As you may have heard, the Supreme Court of the United Kingdom recently issued a landmark decision holding that certain business property policies must pay their insureds’ COVID-19-related business interruption claims.  This issue has been hotly litigated across the United States since the beginning of the COVID-19 pandemic, with the overwhelming majority of court decisions agreeing with the insurance companies’ arguments that these claims are not covered.  While the UK Supreme Court’s decision may be an encouraging sign for some, as we will describe in more detail below, it does not appear likely that this decision will have any significant impact on how American courts address these issues.

Initially, while the UK and US court systems function similarly, they do not interact with one another.  American courts generally will not consider foreign courts’ decisions in deciding the cases before them unless there is a clear parallel between the cases.  Even then, foreign decisions may be considered as guidance, but the court has no obligation to follow them.

But more importantly, there are critical differences in policy language being evaluated in the US vs. the UK.  At the root of the US COVID-related business interruption coverage disputes is a general determination that there was no “direct physical loss”.  Why?  Because the US policies generally include a requirement that there first be “direct physical loss” to “property” caused by a “covered cause of loss” before business interruption coverage can be triggered.  This requirement usually also applies to any “Civil Authority” coverage provided in these policies.

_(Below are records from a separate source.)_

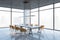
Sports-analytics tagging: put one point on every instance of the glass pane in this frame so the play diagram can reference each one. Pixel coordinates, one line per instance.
(27, 17)
(4, 19)
(36, 9)
(57, 18)
(34, 19)
(46, 18)
(57, 5)
(17, 18)
(17, 10)
(46, 7)
(4, 9)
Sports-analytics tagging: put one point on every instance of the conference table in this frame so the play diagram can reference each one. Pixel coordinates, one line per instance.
(30, 27)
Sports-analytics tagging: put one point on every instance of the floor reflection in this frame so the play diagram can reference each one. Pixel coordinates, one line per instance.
(45, 35)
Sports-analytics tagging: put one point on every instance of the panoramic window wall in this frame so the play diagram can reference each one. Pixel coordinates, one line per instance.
(46, 16)
(4, 17)
(17, 17)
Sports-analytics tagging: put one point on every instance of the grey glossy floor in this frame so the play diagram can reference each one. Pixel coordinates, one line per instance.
(45, 35)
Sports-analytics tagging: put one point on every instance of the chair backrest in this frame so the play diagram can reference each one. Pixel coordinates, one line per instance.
(42, 27)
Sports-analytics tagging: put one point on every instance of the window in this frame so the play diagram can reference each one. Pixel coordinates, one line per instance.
(34, 19)
(4, 19)
(4, 9)
(17, 18)
(57, 5)
(57, 18)
(33, 10)
(46, 18)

By contrast, the representative policies that were examined as part of this recent UK Supreme Court ruling had no such requirement.  Most of them provided coverage for business interruption resulting from occurrences of a “notifiable disease”.   The majority of these policies also had “Denial of Access” clauses that are similar to our “Civil Authority” coverage in the US, except without the “damage to property” requirement that is contained in most American policies.

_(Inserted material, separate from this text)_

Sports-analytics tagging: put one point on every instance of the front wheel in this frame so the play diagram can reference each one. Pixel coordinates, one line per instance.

According to the University of Pennsylvania Law COVID litigation tracker, at the time of writing, there have been 1,342 COVID-related business interruption cases brought in the United States, with only four that have resulted in favorable outcomes for policyholders.  However, we can expect that those four decisions will be appealed, and may yet be overturned in favor of the insurers.

We are continuing to closely monitor all developments in this critical area of the law to ensure that the interests of our clients are protected to the fullest extent possible.